John Willson was among the earliest settlers of Ridgetown, Ontario, when he arrived in 1833. He and his brother Crowell farmed adjacent 100-acre lots just east of the new town. Life was hard on this cold, rocky and forested land; new settlers had to build their own homes and barns, and clear the land for crops. To add to their challenges, the settlers were menaced by bears and wolves.
Years later, Crowell told stories about two of his encounters with Ontario wildlife in an 1882 interview with the New Kent Plaindealer. In his words:
"We could hear the wolves commence howling about sundown from what is now the most populous part of Ridgetown. I was living where Daniel Willson lives now [John's son]. I heard my brother John's hogs squealing in the pen on his place one night in the fall. I roused John; we took a lantern and opened the door. It was a very dark night but by the light we saw a huge bear. It had dragged over the eight rail fence which formed the pen and into the road clearing a heavy 200-pound hog not yet dead. I discharged my gun loaded with fine shot at the bear and killed it. James Simmons was with us and had a gun but it did not go off.
"One year in October I took a job of building a house for Mr. Richard Boothroyd on the sixth concession. I had with me a yoke of oxen and tied them outside the new house I was working on. I slept at night inside, and the wolves became very noisy outside. I was alone and I got on the roof and tried to make noise enough by pounding with an axe to keep off the wolves from the cattle, but at last finding that they would take the cattle in spite of me I took them inside. The wolves howled around the building till daylight in rage and disappointment."

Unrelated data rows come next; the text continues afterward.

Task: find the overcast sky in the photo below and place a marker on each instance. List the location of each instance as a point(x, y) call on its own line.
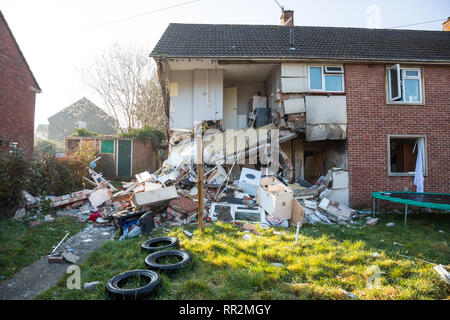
point(57, 37)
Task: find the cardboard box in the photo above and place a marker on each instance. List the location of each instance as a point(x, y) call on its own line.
point(249, 181)
point(154, 197)
point(298, 213)
point(275, 198)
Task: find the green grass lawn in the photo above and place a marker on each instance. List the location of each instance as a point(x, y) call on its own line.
point(328, 260)
point(21, 245)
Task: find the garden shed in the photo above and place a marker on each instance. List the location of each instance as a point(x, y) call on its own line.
point(120, 157)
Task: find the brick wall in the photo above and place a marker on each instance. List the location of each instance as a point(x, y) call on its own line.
point(370, 120)
point(17, 100)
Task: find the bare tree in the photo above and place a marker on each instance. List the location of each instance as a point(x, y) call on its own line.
point(124, 78)
point(150, 104)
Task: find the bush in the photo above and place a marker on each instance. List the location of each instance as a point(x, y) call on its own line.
point(13, 172)
point(45, 175)
point(47, 146)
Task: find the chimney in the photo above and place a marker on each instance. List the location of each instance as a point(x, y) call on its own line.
point(446, 25)
point(287, 18)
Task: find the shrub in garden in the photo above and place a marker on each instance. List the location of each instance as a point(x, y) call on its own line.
point(45, 175)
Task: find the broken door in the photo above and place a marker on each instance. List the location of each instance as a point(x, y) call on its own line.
point(124, 158)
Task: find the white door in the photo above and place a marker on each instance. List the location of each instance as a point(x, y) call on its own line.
point(230, 108)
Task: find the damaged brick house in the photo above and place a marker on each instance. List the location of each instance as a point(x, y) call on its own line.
point(365, 100)
point(18, 89)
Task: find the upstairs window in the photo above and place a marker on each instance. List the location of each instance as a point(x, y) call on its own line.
point(326, 78)
point(404, 84)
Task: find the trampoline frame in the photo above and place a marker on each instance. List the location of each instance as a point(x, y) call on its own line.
point(380, 196)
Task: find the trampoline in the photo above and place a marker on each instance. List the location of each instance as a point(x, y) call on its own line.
point(428, 200)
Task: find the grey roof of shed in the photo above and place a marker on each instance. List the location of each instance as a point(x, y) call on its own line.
point(272, 41)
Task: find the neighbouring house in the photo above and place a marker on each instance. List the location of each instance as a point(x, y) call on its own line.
point(18, 88)
point(365, 100)
point(82, 114)
point(120, 157)
point(42, 131)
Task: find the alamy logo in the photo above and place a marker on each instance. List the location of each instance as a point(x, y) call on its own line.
point(74, 281)
point(374, 281)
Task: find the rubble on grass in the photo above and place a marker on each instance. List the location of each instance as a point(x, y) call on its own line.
point(169, 197)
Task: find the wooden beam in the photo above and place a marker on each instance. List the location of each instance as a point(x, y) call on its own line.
point(200, 178)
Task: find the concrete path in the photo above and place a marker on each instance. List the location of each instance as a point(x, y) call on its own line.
point(41, 275)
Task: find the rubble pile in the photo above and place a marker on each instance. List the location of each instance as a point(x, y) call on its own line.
point(231, 192)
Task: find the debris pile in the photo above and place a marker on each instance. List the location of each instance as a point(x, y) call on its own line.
point(231, 192)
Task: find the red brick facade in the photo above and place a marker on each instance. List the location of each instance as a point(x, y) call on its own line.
point(370, 120)
point(17, 94)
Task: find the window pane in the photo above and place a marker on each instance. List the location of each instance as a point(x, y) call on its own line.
point(315, 77)
point(333, 83)
point(107, 146)
point(403, 155)
point(394, 89)
point(412, 73)
point(412, 90)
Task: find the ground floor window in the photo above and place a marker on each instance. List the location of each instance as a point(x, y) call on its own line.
point(403, 152)
point(107, 146)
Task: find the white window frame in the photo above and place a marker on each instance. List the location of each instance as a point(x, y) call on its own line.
point(406, 137)
point(402, 72)
point(334, 74)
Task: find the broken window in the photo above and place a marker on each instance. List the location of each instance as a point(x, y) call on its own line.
point(403, 153)
point(326, 78)
point(404, 84)
point(107, 146)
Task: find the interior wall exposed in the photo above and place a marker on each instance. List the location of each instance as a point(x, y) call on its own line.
point(245, 91)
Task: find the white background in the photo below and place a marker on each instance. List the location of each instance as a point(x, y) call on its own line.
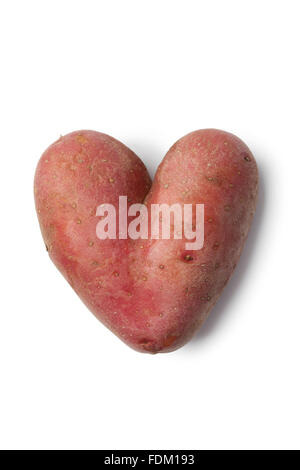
point(148, 72)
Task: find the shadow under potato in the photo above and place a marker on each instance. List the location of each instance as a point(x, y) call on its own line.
point(239, 276)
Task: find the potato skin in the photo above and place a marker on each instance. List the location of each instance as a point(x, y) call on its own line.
point(146, 291)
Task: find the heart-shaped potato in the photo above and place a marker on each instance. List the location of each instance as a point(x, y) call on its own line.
point(152, 293)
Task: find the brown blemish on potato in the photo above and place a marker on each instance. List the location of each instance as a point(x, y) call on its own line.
point(246, 157)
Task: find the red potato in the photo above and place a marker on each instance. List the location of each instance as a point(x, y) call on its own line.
point(153, 294)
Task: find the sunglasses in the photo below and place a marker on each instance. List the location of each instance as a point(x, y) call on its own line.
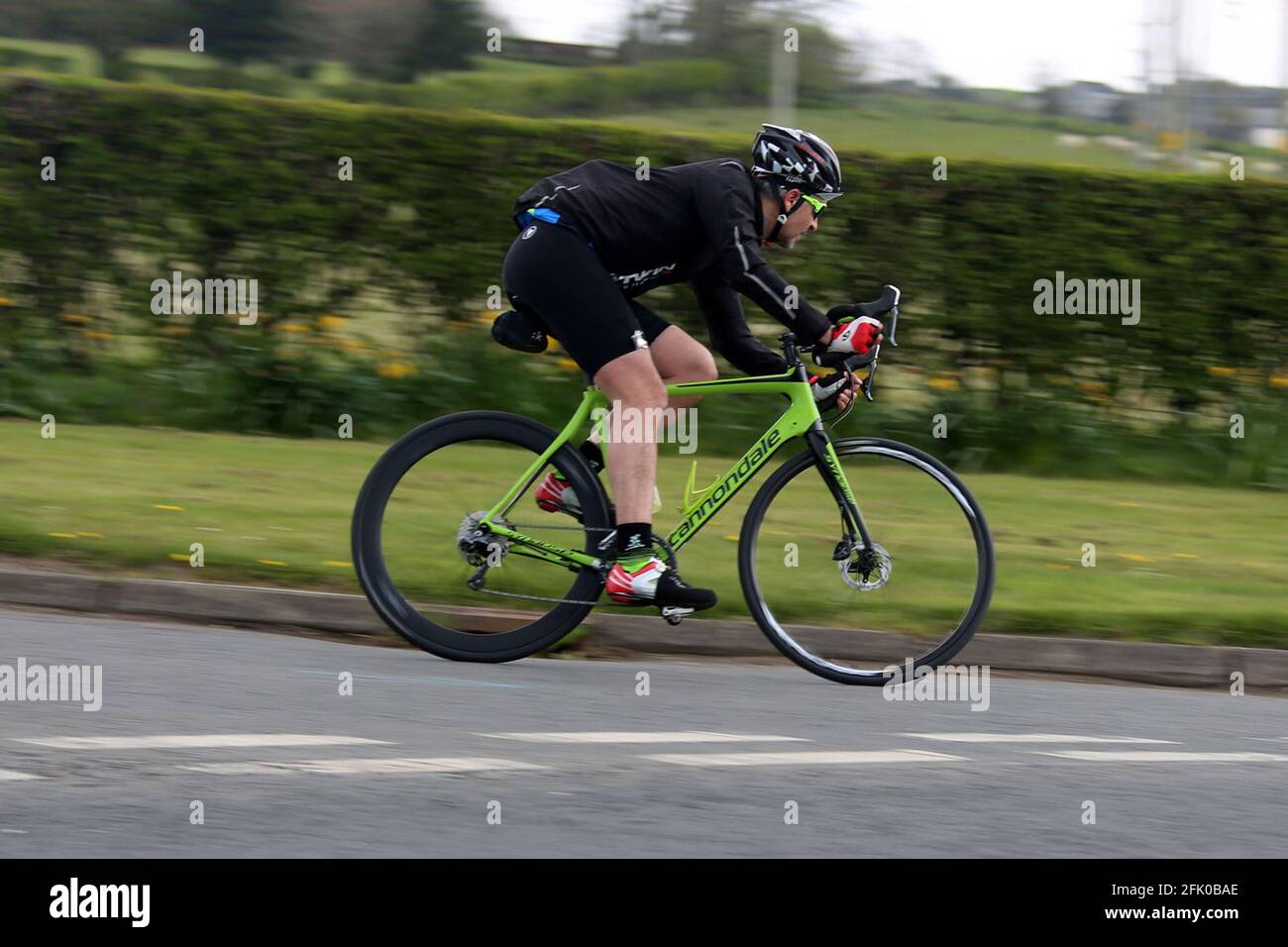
point(814, 202)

John and Crowell farms were both land grants from the English Crown. For more than 80 years after the end of the American Revolution, the English encouraged settlement in Ontario by giving land to Canadians, Loyalist Americans and English immigrants in 100- and 200-acre parcels. To get the land you had to pay a settlement fee, and swear allegiance to the King. The English plan was to populate Canada with loyal British subjects as a bulwark against any future expansionist ambitions by the United States. Evidently, the plan worked.
John Willson constructed his own home, which he called Sprucehurst, and added to it over the years. It came to be known as the finest residence in Kent County. John's son Daniel lived there as well with his family, and Daniel's daughter Annie Willson was born there in 1870. Annie moved to Chicago after marrying R.J. Bonner in 1894, but she returned to Sprucehurst to have all three of her children. Sprucehurst remained in the Willson family until 1953 when it was sold to the Province of Ontario. The home and adjoining farm became part of the Experimental Farm of the Ridgetown College of Agricultural Technology, and its owner at the time, J. Harold Willson, became Dean of the College.